Omg sounds like u really need some serious counseling and there are so many ways that u could be helped. Ur not alone and there is so much that can be done about ur situation. Please try to stay positive and there are many ways u can get away from a relationship w a husband like the one u described. There are so many laws that protect and help women in ur situation. U r not hopeless. The only o es who can't be helped are the ones who never seek it. I hope that things get better for u... stay strong n I'm glad u think about ur baby. Keep thinking about ur baby and seek professional help...
Talk to your doctor. You are in need of counceling and they will be able to help you.
Sounds like you need to talk to someone honey? Do you have any family or close friends? I'm so sorry you are feeling so bad I'll pray things get better for you
I will talk to my doctor next week I am scared of myself because I feel like I can't control myself and driven by emotions. My husband won't give me a divorce and has all the money. I've tried to seek help find any way to make money from home as childcare is not an option right now I just feel hopeless like there's no way out.

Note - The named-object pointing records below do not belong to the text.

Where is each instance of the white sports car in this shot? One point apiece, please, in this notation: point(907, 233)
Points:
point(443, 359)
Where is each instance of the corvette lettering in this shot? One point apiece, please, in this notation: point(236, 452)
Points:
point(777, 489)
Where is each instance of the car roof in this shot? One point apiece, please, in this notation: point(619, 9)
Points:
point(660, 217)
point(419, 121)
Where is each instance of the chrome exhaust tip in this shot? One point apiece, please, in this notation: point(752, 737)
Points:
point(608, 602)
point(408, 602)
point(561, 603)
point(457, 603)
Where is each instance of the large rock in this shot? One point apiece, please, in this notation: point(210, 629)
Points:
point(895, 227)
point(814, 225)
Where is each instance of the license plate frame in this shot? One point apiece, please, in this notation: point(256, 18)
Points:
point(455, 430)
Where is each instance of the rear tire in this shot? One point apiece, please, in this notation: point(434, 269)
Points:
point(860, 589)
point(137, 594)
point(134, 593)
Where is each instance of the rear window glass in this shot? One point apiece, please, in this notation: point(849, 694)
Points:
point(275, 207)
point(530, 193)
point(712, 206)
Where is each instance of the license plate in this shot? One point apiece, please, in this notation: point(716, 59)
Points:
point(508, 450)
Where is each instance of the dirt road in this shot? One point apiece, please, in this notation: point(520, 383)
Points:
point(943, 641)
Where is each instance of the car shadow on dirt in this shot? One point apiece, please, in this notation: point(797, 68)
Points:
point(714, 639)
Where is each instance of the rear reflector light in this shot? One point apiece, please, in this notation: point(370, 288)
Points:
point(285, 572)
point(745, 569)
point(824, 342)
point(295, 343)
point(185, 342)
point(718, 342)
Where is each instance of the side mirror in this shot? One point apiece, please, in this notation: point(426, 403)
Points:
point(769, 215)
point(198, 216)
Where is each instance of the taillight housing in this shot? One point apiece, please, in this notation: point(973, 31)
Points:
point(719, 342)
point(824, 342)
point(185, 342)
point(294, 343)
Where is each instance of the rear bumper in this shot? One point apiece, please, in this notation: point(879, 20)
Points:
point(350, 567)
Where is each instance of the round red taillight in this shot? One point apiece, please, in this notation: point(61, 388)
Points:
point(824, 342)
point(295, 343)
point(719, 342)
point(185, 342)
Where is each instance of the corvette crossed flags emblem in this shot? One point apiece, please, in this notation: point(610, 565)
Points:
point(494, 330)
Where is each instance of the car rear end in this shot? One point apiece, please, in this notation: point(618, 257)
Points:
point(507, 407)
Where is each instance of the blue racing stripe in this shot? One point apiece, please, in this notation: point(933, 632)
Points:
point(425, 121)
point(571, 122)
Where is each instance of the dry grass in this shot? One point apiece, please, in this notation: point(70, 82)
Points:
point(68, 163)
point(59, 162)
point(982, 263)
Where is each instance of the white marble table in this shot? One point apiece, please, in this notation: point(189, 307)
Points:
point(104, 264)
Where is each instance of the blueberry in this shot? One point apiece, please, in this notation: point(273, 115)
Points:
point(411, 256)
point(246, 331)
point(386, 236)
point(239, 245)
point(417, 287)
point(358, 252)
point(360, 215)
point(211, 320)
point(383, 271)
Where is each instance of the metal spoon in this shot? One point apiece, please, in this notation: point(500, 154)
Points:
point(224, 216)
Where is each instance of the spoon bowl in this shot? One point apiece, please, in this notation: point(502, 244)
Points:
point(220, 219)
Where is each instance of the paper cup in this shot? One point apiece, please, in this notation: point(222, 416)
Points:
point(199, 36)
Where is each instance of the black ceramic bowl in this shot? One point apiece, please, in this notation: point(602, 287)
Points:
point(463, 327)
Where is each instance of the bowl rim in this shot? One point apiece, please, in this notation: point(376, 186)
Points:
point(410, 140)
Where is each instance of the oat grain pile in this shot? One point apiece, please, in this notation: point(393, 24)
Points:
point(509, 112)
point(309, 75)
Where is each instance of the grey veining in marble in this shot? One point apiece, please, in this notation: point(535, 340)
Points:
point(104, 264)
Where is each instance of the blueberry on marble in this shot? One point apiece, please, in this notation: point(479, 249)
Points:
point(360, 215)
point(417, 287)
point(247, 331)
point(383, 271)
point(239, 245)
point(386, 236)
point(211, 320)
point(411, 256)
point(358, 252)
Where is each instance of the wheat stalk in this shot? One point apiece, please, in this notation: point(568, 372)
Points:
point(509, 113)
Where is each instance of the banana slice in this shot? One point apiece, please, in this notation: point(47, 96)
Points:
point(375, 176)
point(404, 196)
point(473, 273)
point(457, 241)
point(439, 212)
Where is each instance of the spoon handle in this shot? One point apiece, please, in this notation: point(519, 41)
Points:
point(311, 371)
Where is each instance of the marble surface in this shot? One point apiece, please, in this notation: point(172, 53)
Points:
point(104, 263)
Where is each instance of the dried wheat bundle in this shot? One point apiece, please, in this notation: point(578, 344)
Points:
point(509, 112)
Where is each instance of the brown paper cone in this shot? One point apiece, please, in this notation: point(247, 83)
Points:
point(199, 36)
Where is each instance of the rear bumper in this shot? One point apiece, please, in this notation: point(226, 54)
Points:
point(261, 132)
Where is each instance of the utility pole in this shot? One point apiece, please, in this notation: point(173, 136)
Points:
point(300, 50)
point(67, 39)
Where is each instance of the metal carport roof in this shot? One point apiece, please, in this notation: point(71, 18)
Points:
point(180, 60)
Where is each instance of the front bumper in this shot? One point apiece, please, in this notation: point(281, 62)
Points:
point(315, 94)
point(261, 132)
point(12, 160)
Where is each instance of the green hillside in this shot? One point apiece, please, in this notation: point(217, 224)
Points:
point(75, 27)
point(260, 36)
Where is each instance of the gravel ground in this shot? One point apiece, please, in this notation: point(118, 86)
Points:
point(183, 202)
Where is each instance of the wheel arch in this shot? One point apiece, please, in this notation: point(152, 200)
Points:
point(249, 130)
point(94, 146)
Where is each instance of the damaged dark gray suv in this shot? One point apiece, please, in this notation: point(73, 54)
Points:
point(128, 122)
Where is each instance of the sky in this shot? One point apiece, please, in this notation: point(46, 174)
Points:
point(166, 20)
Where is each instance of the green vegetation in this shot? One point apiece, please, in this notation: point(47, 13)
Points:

Anytime I beg him for a divorce he won't do it I rather be dead than in my situation I know it's not permanent I have to keep telling myself that although I don't believe it anymore or that there's a good outcome. I'm so angry he's taking my happiness away my joy of early motherhood
Please talk to someone. Google postpartum depression and the baby blues. You will see that this is not your real self and you can find a hot line to call tonight. I felt somewhat the same after my first and it helped me to read about others in blogs and forums.